Le goût inoubliable de la liberté

Ahmed Gaïd Salah, le chef d’État-major de l’armée, est à fond de cale. L’offensive éclair contre la corruption qu’il a mené cette semaine contre le clan Bouteflika et les oligarques n’a en rien entamé l’exigence des centaines de centaines de milliers de manifestants qui, pour la 7ème fois, ont envahi les rues des grandes villes du pays afin d’obtenir un assainissement général. « Nous avons dit tous, c’est tous ! ».

À les voir, à les entendre et à lire leurs banderoles, on enregistre une détermination d’autant plus forte qu’elle s’exprime dans le calme et dans la joie, comme si rien ne pouvait empêcher l’accomplissement de leur volonté. Comme si le système avait été trop loin, depuis trop longtemps, qu’il devait passer la main et ses membres jugés.

Comment tergiverser, comment s’y opposer ? Ahmed Gaïd Salah a-t-il seulement un plan B ? Son plan A a déjà échoué, il supposait une deuxième étape, après la démission d’Abdelaziz Bouteflika, sous l’égide des caciques du système. Tout autre processus va demander du temps, tandis que dans le pays et sur les lieux de travail, dans les syndicats, les faits accomplis vont se multiplier, l’épuration qui a commencé va s’étendre.

L’hypothèse d’une provocation organisée par un groupe aux abois est toujours possible, mais comment instituer ensuite l’état d’urgence et en imposer le respect face à une telle marée humaine ? Qui pourrait en assumer la responsabilité ? Engager l’élection d’une assemblée constituante n’est pas dans les mœurs militaires, mais que l’armée peut-elle attendre des tractations qui ont sa préférence ? Les Algériennes et les algériens savent ce dont ils ne veulent plus pour l’avoir subi. Circonstance aggravante, ils ont ces dernières semaines pris le goût de la liberté.

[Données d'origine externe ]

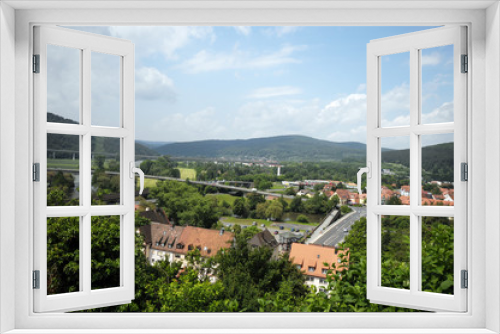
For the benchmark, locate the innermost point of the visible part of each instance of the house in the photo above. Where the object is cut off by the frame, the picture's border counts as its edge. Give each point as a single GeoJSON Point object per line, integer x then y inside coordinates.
{"type": "Point", "coordinates": [353, 198]}
{"type": "Point", "coordinates": [286, 239]}
{"type": "Point", "coordinates": [362, 198]}
{"type": "Point", "coordinates": [343, 196]}
{"type": "Point", "coordinates": [172, 243]}
{"type": "Point", "coordinates": [305, 192]}
{"type": "Point", "coordinates": [311, 259]}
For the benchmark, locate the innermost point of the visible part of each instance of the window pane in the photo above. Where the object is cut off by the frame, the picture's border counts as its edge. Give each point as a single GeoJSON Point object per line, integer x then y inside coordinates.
{"type": "Point", "coordinates": [63, 84]}
{"type": "Point", "coordinates": [63, 257]}
{"type": "Point", "coordinates": [105, 74]}
{"type": "Point", "coordinates": [395, 171]}
{"type": "Point", "coordinates": [437, 85]}
{"type": "Point", "coordinates": [105, 170]}
{"type": "Point", "coordinates": [437, 254]}
{"type": "Point", "coordinates": [395, 252]}
{"type": "Point", "coordinates": [437, 169]}
{"type": "Point", "coordinates": [105, 252]}
{"type": "Point", "coordinates": [63, 169]}
{"type": "Point", "coordinates": [395, 89]}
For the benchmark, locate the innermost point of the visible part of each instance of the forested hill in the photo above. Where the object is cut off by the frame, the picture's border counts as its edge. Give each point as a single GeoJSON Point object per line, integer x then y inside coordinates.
{"type": "Point", "coordinates": [108, 145]}
{"type": "Point", "coordinates": [437, 160]}
{"type": "Point", "coordinates": [282, 148]}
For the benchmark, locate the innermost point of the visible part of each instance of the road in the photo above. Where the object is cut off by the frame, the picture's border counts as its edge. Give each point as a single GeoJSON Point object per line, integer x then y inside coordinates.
{"type": "Point", "coordinates": [322, 227]}
{"type": "Point", "coordinates": [335, 233]}
{"type": "Point", "coordinates": [213, 184]}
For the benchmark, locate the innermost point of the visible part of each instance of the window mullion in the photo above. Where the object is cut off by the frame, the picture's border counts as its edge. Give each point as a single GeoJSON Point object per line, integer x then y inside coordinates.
{"type": "Point", "coordinates": [414, 169]}
{"type": "Point", "coordinates": [86, 161]}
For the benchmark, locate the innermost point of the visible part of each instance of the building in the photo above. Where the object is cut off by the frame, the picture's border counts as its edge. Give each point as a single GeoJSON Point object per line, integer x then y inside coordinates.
{"type": "Point", "coordinates": [286, 239]}
{"type": "Point", "coordinates": [172, 243]}
{"type": "Point", "coordinates": [343, 195]}
{"type": "Point", "coordinates": [311, 259]}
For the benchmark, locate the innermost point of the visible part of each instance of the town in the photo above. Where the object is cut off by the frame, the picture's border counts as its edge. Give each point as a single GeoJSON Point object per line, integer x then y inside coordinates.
{"type": "Point", "coordinates": [254, 236]}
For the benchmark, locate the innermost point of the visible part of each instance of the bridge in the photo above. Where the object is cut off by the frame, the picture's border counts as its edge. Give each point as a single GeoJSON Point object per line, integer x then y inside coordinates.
{"type": "Point", "coordinates": [204, 183]}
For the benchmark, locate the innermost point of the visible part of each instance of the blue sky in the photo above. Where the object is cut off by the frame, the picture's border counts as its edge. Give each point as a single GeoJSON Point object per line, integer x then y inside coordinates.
{"type": "Point", "coordinates": [196, 83]}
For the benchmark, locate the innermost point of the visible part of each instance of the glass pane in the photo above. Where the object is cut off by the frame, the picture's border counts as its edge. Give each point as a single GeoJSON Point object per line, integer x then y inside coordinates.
{"type": "Point", "coordinates": [395, 90]}
{"type": "Point", "coordinates": [63, 255]}
{"type": "Point", "coordinates": [105, 252]}
{"type": "Point", "coordinates": [105, 170]}
{"type": "Point", "coordinates": [395, 252]}
{"type": "Point", "coordinates": [63, 170]}
{"type": "Point", "coordinates": [437, 169]}
{"type": "Point", "coordinates": [105, 89]}
{"type": "Point", "coordinates": [63, 84]}
{"type": "Point", "coordinates": [437, 85]}
{"type": "Point", "coordinates": [437, 254]}
{"type": "Point", "coordinates": [395, 171]}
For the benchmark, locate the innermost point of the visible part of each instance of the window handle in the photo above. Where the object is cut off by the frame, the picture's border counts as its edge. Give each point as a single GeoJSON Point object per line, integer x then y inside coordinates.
{"type": "Point", "coordinates": [134, 170]}
{"type": "Point", "coordinates": [368, 171]}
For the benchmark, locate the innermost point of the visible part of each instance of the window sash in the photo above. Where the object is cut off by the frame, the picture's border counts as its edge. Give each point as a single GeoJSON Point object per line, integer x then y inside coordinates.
{"type": "Point", "coordinates": [86, 297]}
{"type": "Point", "coordinates": [414, 298]}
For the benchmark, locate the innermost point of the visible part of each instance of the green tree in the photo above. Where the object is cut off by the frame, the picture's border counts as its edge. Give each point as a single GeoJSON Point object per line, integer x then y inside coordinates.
{"type": "Point", "coordinates": [240, 208]}
{"type": "Point", "coordinates": [274, 210]}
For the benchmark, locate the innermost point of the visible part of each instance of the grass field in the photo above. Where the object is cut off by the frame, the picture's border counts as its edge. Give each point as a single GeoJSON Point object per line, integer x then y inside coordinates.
{"type": "Point", "coordinates": [188, 173]}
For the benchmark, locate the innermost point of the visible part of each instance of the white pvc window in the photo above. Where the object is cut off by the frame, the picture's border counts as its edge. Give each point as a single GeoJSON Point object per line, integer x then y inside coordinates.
{"type": "Point", "coordinates": [84, 125]}
{"type": "Point", "coordinates": [411, 125]}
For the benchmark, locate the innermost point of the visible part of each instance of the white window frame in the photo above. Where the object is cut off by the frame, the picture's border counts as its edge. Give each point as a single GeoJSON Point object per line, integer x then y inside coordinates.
{"type": "Point", "coordinates": [483, 247]}
{"type": "Point", "coordinates": [86, 43]}
{"type": "Point", "coordinates": [413, 43]}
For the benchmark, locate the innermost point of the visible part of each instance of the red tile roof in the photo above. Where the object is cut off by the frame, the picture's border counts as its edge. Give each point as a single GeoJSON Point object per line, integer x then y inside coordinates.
{"type": "Point", "coordinates": [314, 256]}
{"type": "Point", "coordinates": [182, 239]}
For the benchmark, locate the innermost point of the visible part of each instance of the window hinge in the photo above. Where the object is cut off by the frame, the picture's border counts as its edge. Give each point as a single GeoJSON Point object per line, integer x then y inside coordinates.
{"type": "Point", "coordinates": [36, 63]}
{"type": "Point", "coordinates": [465, 279]}
{"type": "Point", "coordinates": [465, 64]}
{"type": "Point", "coordinates": [464, 171]}
{"type": "Point", "coordinates": [36, 279]}
{"type": "Point", "coordinates": [36, 172]}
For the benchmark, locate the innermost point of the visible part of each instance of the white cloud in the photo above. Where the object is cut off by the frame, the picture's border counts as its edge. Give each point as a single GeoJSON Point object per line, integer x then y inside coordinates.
{"type": "Point", "coordinates": [151, 84]}
{"type": "Point", "coordinates": [166, 40]}
{"type": "Point", "coordinates": [199, 125]}
{"type": "Point", "coordinates": [244, 30]}
{"type": "Point", "coordinates": [361, 88]}
{"type": "Point", "coordinates": [442, 114]}
{"type": "Point", "coordinates": [267, 92]}
{"type": "Point", "coordinates": [205, 61]}
{"type": "Point", "coordinates": [345, 110]}
{"type": "Point", "coordinates": [431, 59]}
{"type": "Point", "coordinates": [280, 31]}
{"type": "Point", "coordinates": [395, 106]}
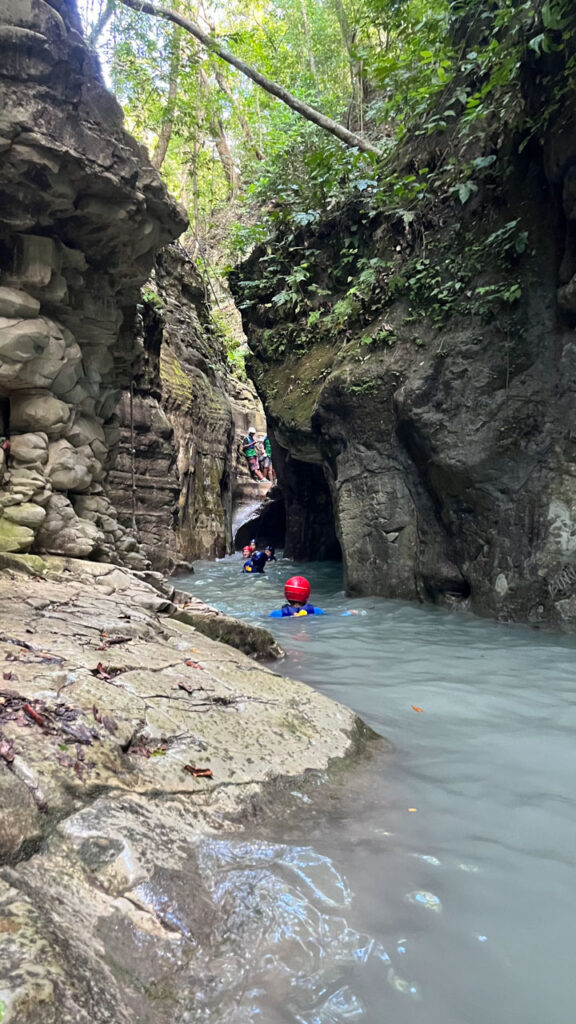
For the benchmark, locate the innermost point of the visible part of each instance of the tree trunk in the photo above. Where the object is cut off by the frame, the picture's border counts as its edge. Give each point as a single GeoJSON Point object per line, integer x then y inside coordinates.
{"type": "Point", "coordinates": [354, 65]}
{"type": "Point", "coordinates": [241, 119]}
{"type": "Point", "coordinates": [170, 109]}
{"type": "Point", "coordinates": [312, 61]}
{"type": "Point", "coordinates": [343, 134]}
{"type": "Point", "coordinates": [220, 141]}
{"type": "Point", "coordinates": [100, 24]}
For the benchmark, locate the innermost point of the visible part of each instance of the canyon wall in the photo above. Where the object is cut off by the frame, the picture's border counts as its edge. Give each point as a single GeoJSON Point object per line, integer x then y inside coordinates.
{"type": "Point", "coordinates": [83, 219]}
{"type": "Point", "coordinates": [82, 213]}
{"type": "Point", "coordinates": [184, 418]}
{"type": "Point", "coordinates": [438, 438]}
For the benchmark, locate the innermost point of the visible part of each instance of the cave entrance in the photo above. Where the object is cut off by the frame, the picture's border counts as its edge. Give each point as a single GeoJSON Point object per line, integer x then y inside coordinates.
{"type": "Point", "coordinates": [265, 523]}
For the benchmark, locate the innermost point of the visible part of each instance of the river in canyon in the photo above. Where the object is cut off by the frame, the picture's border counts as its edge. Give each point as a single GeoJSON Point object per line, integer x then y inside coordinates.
{"type": "Point", "coordinates": [432, 882]}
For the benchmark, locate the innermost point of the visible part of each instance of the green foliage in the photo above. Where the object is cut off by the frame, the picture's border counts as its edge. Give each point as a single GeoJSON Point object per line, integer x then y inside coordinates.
{"type": "Point", "coordinates": [151, 298]}
{"type": "Point", "coordinates": [234, 346]}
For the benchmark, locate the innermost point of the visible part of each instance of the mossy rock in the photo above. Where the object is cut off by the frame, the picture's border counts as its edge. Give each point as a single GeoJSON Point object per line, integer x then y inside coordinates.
{"type": "Point", "coordinates": [13, 537]}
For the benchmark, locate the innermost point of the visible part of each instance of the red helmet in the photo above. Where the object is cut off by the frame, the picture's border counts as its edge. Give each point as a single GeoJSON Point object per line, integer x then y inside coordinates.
{"type": "Point", "coordinates": [296, 589]}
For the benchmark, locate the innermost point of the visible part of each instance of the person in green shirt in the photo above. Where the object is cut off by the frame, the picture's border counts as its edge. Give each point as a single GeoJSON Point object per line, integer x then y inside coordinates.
{"type": "Point", "coordinates": [251, 455]}
{"type": "Point", "coordinates": [264, 458]}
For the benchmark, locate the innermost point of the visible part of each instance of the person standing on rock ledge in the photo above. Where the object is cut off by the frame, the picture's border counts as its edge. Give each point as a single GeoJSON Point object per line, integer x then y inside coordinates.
{"type": "Point", "coordinates": [264, 458]}
{"type": "Point", "coordinates": [249, 450]}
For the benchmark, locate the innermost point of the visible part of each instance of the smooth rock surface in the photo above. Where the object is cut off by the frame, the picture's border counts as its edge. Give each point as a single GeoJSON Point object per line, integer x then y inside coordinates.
{"type": "Point", "coordinates": [105, 915]}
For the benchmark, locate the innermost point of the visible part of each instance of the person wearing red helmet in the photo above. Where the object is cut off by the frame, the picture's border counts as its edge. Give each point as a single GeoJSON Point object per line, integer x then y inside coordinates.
{"type": "Point", "coordinates": [296, 591]}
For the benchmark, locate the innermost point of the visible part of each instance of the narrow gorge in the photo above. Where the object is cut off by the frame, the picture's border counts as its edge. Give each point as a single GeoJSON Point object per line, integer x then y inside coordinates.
{"type": "Point", "coordinates": [362, 258]}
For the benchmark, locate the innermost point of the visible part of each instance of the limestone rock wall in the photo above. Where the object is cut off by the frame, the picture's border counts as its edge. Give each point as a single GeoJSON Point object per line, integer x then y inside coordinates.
{"type": "Point", "coordinates": [82, 213]}
{"type": "Point", "coordinates": [187, 415]}
{"type": "Point", "coordinates": [449, 452]}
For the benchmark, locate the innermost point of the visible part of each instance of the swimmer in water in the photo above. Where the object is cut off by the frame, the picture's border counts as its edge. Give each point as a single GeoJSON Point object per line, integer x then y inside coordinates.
{"type": "Point", "coordinates": [256, 562]}
{"type": "Point", "coordinates": [296, 591]}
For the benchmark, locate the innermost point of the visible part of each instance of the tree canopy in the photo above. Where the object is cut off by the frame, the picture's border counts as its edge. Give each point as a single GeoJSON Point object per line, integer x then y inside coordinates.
{"type": "Point", "coordinates": [384, 70]}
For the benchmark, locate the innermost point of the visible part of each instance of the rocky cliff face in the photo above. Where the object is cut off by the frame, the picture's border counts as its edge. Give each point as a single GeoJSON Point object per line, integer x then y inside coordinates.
{"type": "Point", "coordinates": [183, 417]}
{"type": "Point", "coordinates": [82, 218]}
{"type": "Point", "coordinates": [82, 213]}
{"type": "Point", "coordinates": [445, 449]}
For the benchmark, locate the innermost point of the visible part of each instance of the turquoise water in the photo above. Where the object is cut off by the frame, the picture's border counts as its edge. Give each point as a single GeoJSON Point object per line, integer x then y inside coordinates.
{"type": "Point", "coordinates": [451, 852]}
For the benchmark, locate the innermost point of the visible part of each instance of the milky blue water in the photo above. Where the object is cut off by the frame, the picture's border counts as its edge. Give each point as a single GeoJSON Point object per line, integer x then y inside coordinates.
{"type": "Point", "coordinates": [438, 883]}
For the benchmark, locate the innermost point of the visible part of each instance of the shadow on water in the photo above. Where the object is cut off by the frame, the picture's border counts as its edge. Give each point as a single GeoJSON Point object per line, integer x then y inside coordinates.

3 réponses sur “Le goût inoubliable de la liberté”

  1. Euh bonsoir monsieur Leclerc,

    Mais il est fort probable que le problème en Algérie, comme partout chaque fois, ce soit en fait l’Armée. Rien n’existe sans elle en Algérie.

    Bonne soirée monsieur Leclerc

  2. Bonne analyse. En Algérie, l’Armée dispose de l’Etat alors que dans d’autres pays normaux c’est l’Etat qui dispose d’une armée.L’APL ne cèdera pas les outils de sa puissance, sauf à ce que certains officiers comprennent que parallèlement au maintien de la sûreté des biens et des personnes le temps est venu de permettre à une élite économique, financière, politique rajeunie et efficace de répondre au problème cardinal que représente à distance d’une an la chute dramatique des réserves financières du pays (le fonds souverain FRR est à sec) et la nécessité de préserver ce qu’il reste des ressources en hydrocarbures. cf.Bouchard-Sapir+https://fr.sputniknews.com/radio_sapir/201904031040601547-algerie-demission-bouteflika/ et https://www.alternatives-economiques.fr/users/el-mouhoub-mouhoud
    Cordialement, Renaud Bouchard

  3. D’après la Banque d’Algérie:
    – les recettes de pétrole et de gaz ont baissé de près de 50 % au premier trimestre 2015, passant de 15,6 milliards de dollars en mars 2014, à seulement 8,7 milliards.
    – le pétrole représente plus de 95 % de ses recettes extérieures et 60 % du budget de l’État algérien.

    Par ailleurs le PIB par habitant (PPA) est comparable à celui de la Chine ou du Brésil. Même si c’est une valeur moyenne qui ne dit pas grand chose sur la situation des différentes catégories d’algériens on peut supposer que les choses restaient supportables pour une bonne partie de la population.

    Avec les variations brutales du cours du pétrole il n’est pas du tout surprenant que ceux qui ont jusqu’ici profité de la rente du pétrole pour s’en mettre plein les poches et se maintenir au pouvoir aient du mal à s’entendre entre eux et ne sachent pas comment faire pour résister à la pression populaire.